Factoring is the process of breaking down a complex expression into simpler, multiplied expressions or factors. It's a vital technique used when simplifying algebraic expressions. One of the most common techniques is factoring by grouping, which is particularly useful for simplifying expressions like the one in our original exercise.
Factoring by grouping involves:

• Organizing the expression in a way that pairs certain terms together.
• Within each pair, factor out a common factor.
• Rewrite the expression as a product of these factors.

Consider the numerator from the step-by-step solution: \( ax - 3x + 2ay - 6y \). By grouping as \( (ax - 3x) + (2ay - 6y) \) and factoring each section, \( x(a - 3) \) and \( 2y(a - 3) \), we consolidate it as \( (a - 3)(x + 2y) \). Similarly, the denominator can be managed in the same manner. These techniques are foundations that allow simplification of even more elaborate algebraic expressions.
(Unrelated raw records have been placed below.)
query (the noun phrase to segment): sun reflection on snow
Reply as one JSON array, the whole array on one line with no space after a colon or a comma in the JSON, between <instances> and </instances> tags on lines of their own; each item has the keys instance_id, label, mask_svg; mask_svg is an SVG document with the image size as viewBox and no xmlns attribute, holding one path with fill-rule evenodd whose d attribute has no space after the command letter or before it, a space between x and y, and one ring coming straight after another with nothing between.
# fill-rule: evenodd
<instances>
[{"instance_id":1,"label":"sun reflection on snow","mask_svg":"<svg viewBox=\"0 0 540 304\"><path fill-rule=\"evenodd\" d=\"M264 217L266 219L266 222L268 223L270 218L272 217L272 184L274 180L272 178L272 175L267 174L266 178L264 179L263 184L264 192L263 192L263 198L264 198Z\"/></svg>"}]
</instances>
Algebraic expressions consist of variables, constants, and operations such as addition, subtraction, multiplication, and division. They form the basis for algebra, enabling representation and solving of real-world problems in a symbolic manner. Understanding how to manipulate these expressions, including simplifying or factoring them, is essential in algebra.
Characteristics of algebraic expressions include:

• Terms: In our expression, each separate part like \( ax \) or \( -3x \) is a term, which can be a single number, a variable, or a product of both.
• Coefficients: These are the numerical parts of terms, such as 3 in \( 3x \).
• Variables: Symbols like \( x \) or \( y \) that represent unknown values.

Algebraic expressions can range from very simple to complex, requiring mastering different levels of manipulation including addition, subtraction, or more advanced methods like factoring. These skills are fundamental not just in mathematical exercises but also serve in advanced topics like calculus and real-world problem-solving.